# Dirac Fermions in Antiferromagnetic FeSn Kagome Lattices with Combined   Space Inversion and Time Reversal Symmetry

**Authors:** Zhiyong Lin, Chongze Wang, Pengdong Wang, Seho Yi, Lin Li, Qiang, Zhang, Yifan Wang, Zhongyi Wang, Hao Huang, Yan Sun, Yaobo Huang, Dawei Shen,, Donglai Feng, Zhe Sun, Jun-Hyung Cho, Changgan Zeng, Zhenyu Zhang

arXiv: 1906.05755 · 2020-10-07

## TL;DR

This study reveals the presence of symmetry-protected Dirac fermions in antiferromagnetic FeSn kagome lattices, demonstrating how combined symmetries influence topological states, with experimental verification via ARPES.

## Contribution

It uncovers stable Dirac fermions protected by combined $PT$ and non-symmorphic symmetries in FeSn, expanding understanding of symmetry-topology relationships in quantum materials.

## Key findings

- Dirac fermions are present in FeSn with broken $P$ and $T$ but preserved $PT$ symmetry.
- Dirac states observed in bulk and surface via ARPES.
- Symmetry breaking can transform Dirac fermions into Weyl or massive Dirac fermions.

## Abstract

Symmetry principles play a critical role in formulating the fundamental laws of nature, with a large number of symmetry-protected topological states identified in recent studies of quantum materials.

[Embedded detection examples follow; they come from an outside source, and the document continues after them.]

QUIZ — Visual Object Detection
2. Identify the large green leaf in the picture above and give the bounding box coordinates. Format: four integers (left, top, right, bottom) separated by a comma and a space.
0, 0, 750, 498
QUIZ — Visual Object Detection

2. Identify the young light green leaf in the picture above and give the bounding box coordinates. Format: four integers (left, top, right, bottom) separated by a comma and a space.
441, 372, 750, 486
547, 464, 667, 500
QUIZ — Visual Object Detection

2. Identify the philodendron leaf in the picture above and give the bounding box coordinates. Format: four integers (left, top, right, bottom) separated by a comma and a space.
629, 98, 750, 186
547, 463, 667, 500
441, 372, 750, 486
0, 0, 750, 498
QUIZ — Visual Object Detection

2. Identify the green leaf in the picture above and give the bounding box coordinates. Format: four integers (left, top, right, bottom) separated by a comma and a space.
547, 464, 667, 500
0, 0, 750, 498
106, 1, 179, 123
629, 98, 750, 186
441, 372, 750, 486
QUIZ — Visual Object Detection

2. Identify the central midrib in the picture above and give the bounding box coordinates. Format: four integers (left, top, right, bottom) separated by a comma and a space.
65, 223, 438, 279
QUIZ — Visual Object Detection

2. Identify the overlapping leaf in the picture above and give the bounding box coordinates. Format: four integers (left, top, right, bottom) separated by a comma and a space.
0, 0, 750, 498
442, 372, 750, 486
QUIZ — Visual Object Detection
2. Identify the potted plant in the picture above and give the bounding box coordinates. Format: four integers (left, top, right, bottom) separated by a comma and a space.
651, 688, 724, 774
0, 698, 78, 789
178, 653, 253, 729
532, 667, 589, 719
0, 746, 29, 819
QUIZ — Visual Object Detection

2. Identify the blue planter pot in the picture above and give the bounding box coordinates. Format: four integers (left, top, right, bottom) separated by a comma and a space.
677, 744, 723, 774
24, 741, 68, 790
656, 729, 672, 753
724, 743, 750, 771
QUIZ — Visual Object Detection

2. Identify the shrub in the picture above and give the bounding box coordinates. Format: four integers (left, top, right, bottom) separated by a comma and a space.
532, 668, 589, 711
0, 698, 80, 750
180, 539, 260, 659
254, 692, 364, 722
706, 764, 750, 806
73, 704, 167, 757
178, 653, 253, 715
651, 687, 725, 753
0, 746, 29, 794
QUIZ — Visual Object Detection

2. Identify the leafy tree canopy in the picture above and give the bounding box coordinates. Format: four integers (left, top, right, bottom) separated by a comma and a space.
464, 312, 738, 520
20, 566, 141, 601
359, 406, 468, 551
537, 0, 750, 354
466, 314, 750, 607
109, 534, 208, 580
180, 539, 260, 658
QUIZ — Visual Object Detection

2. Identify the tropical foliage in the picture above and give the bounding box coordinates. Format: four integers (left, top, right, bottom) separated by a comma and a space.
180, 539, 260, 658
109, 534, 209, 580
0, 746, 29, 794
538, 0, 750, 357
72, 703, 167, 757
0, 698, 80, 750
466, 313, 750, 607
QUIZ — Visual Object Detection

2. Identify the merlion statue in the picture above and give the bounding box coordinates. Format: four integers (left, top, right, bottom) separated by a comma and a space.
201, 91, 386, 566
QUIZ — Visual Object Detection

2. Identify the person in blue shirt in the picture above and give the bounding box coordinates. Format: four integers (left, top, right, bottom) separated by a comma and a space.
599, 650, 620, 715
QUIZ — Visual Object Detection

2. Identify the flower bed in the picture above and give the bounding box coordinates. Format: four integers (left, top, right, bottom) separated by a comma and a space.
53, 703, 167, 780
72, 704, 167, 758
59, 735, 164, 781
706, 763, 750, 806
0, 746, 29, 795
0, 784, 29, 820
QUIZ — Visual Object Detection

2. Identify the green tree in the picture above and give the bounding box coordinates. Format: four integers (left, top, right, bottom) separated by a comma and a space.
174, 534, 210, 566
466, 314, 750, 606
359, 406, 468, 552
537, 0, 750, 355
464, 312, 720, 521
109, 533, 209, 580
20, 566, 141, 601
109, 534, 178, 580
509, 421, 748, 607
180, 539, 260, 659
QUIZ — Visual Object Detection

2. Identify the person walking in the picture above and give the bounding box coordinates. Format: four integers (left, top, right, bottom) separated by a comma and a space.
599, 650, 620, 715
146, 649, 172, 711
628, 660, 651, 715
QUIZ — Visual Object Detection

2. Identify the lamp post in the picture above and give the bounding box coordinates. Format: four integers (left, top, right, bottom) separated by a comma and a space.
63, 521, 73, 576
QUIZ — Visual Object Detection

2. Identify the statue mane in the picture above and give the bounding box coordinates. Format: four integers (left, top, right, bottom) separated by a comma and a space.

As compelling examples, massless Dirac fermions are jointly protected by the space inversion symmetry $P$ and time reversal symmetry $T$ supplemented by additional crystalline symmetry, while evolving into Weyl fermions when either $P$ or $T$ is broken. Here, based on first-principles calculations, we reveal that massless Dirac fermions are present in a layered FeSn crystal containing antiferromagnetically coupled ferromagnetic Fe kagome layers, where each of the $P$ and $T$ symmetries is individually broken but the combined $PT$ symmetry is preserved. These stable Dirac fermions protected by the combined $PT$ symmetry with additional non-symmorphic $S_{\rm{2z}}$ symmetry can be transformed to either massless/massive Weyl or massive Dirac fermions by breaking the $PT$ or $S_{\rm{2z}}$ symmetry. Our angle-resolved photoemission spectroscopy experiments indeed observed the Dirac states in the bulk and two-dimensional Weyl-like states at the surface. The present study substantially enriches our fundamental understanding of the intricate connections between symmetries and topologies of matter, especially with the spin degree of freedom playing a vital role.